Court Opinion

ID: 9885263
Source: CourtListenerOpinion
Date Created: 2023-10-06 06:06:28.202046+00
Date Added: 2024-06-11T07:40:00.208317
License: Public Domain

If this opinion indicates that it is “FOR PUBLICATION,” it is subject to
                  revision until final publication in the Michigan Appeals Reports.

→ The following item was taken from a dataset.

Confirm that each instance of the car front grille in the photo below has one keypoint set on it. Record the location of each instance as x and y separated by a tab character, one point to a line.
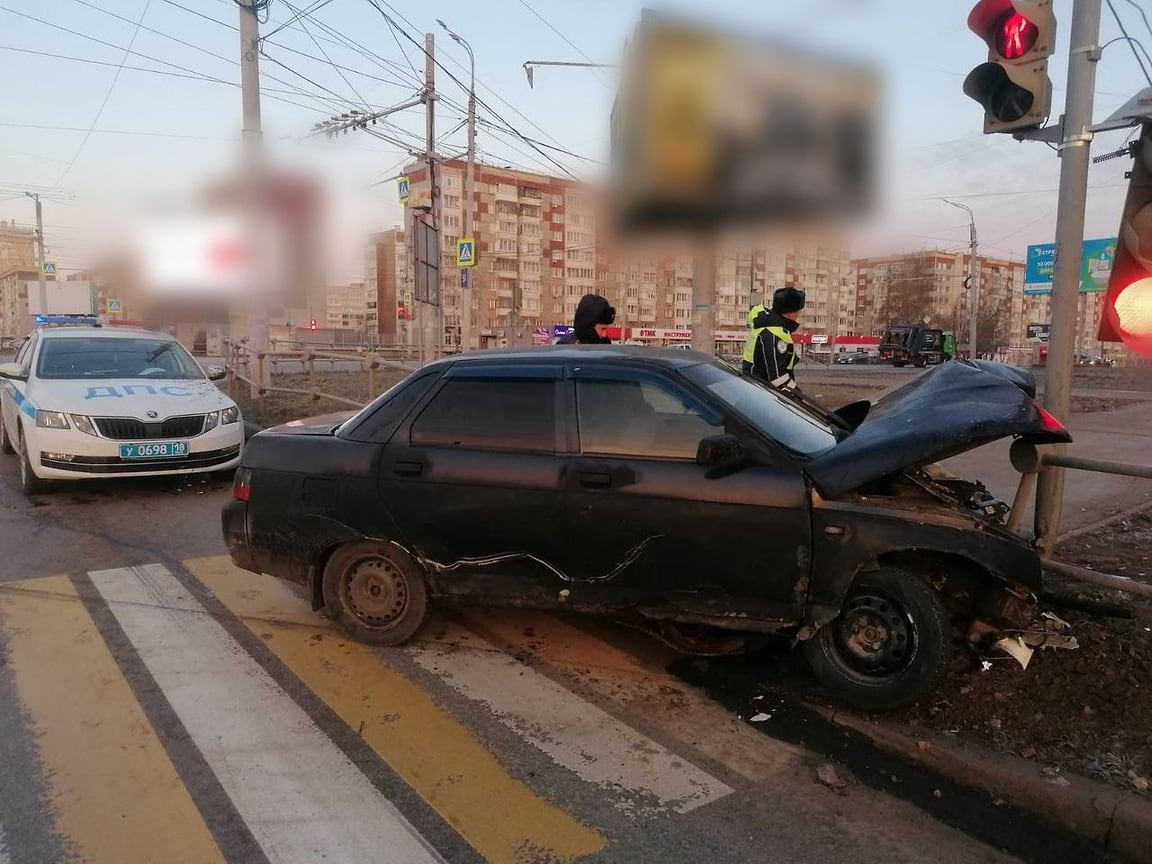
129	429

                           STATE OF MICHIGAN

                            COURT OF APPEALS

 PEOPLE OF THE STATE OF MICHIGAN,                                       UNPUBLISHED
                                                                        October 5, 2023
                 Plaintiff-Appellee,

 v                                                                      No. 344130
                                                                        Jackson Circuit Court
 ANTHONY JOSEPH GELIA,                                                  LC No. 16-005361-FC

                 Defendant-Appellant.

Before: CAMERON, P.J., and SHAPIRO and SWARTZLE, JJ.

PER CURIAM.

                                            ON REMAND

        Defendant was 19 years old when he murdered a young mother. In Part II.B of our prior
opinion, we considered defendant’s unpreserved claim that his mandatory sentence of life in prison
without the possibility of parole (LWOP) violated due process, the federal prohibition against cruel
and unusual punishment, and the state prohibition against cruel or unusual punishment. We held
that defendant had “not demonstrated entitlement to relief on this issue,” and we declined “to
accept [his] invitation to extend the holding in Miller [v Alabama, 567 US 460, 465; 132 S Ct
2455; 183 L Ed 2d 407 (2012)],” to 19-year-olds. People v Gelia, unpublished per curiam opinion
of the Court of Appeals, issued Jan. 21, 2020 (Docket No. 344130), slip op at 8.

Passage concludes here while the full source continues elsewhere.